Python for Curious People who Like Natural Language a Lot

04:15 PM - 05:00 PM on August 16, 2014, Room 705

Jackie Cohen

Audience level:: novice
Watch:: http://youtu.be/aJUi-PDjb6E

Description

This talk will be an introductory discussion of why Python is an awesome programming language for analyzing, and playing with, natural language. (It’s not the only one, but especially for people just diving in to using a programming language for language play or research, it’s great.) Rather than going into details of algorithms, I'm going to give some simple, easy-to-build-upon examples of how Python and open source Python packages can be used to quickly dive into some really awesome aspects of research/investigation in linguistics, and bring them together to explain, at a high level, why I believe Python is an excellent bridge between linguists interested in programming, beginning programmers interested in linguistics, and any curious people who like figuring stuff out about languages all along a spectrum of formality.

Abstract

A lot of nifty Natural Language Processing applications and scripts can be written in many a language, but Python’s large proliferation of tools and the large number of good starting points for learning make it a particularly good tool for doing simple research about natural language, figuring out cool stuff about how people speak and write, as well as a good tool for thinking critically about languages (both formal and natural!).

I plan to address at least a subset of the following questions: How do those ‘what famous author do you most write like’ tools really work?

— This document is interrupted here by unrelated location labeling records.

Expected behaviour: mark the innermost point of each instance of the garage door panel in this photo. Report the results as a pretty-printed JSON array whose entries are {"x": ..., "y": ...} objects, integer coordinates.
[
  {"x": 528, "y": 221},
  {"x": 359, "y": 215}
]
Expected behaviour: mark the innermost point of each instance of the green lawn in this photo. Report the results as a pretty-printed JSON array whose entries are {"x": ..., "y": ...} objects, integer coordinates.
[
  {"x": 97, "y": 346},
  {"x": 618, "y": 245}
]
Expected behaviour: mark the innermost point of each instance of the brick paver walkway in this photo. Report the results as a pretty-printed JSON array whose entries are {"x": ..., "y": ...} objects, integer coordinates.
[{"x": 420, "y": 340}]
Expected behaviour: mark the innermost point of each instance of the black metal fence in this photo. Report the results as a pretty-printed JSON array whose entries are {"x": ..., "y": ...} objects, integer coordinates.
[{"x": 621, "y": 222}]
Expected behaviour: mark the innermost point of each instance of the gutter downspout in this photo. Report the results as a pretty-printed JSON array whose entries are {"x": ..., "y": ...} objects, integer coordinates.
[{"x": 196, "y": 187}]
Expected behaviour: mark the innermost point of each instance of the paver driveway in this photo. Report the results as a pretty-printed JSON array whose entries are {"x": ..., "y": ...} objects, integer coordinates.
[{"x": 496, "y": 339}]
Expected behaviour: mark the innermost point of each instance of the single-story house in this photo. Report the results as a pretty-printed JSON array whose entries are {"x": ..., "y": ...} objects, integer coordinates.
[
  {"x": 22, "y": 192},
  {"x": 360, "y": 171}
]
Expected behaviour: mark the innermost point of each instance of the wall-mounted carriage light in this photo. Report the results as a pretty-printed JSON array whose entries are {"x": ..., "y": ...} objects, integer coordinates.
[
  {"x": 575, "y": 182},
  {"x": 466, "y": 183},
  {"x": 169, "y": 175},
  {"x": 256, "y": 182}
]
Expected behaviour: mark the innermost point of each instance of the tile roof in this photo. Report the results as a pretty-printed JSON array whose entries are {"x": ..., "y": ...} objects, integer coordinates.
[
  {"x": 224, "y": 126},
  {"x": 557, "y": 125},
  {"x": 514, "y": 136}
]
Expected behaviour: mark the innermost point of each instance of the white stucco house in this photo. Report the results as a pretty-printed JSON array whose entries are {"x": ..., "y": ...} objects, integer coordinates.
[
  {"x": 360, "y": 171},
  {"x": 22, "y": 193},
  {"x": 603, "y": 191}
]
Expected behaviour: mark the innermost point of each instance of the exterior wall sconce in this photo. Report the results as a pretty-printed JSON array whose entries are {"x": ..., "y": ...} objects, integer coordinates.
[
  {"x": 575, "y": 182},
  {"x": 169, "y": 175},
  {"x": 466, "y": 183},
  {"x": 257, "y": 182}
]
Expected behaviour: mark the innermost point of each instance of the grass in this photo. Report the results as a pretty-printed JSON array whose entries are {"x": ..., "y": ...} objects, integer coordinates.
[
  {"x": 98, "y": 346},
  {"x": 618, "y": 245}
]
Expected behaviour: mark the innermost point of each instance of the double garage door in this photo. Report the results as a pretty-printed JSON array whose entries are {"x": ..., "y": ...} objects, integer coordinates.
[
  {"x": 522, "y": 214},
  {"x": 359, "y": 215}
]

For people who self-identify as technical but have no linguistics background, what’s a good way to think about the question ‘what is linguistics research’? What sort of stuff should you be thinking about if you know lots of stuff about some natural language or natural language systems and want to write a program to help you learn more stuff? How much math do you need to know to figure out some cool things from a big text corpus, or a few (answer: not much)? What is a corpus anyway and how can I find one that’ll be useful to me?

I will show a few brief implementations of: character set counting classification of a couple different types (phonetic -- that’s sounds, semantic -- that’s meaning) a Markov Chain some machine translation

and I will explain what the results of those small pieces of code mean and why they matter. Overall, I will use these examples to show how, with a bit of curiosity, a little bit of experience with Python, comfort reading some technical documentation, and a moderately fast internet connection, you can come to novel conclusions about patterns of speech, word games, pronoun use, or any of a ton of other aspects of natural language -- pretty useful, since natural language touches pretty much everything.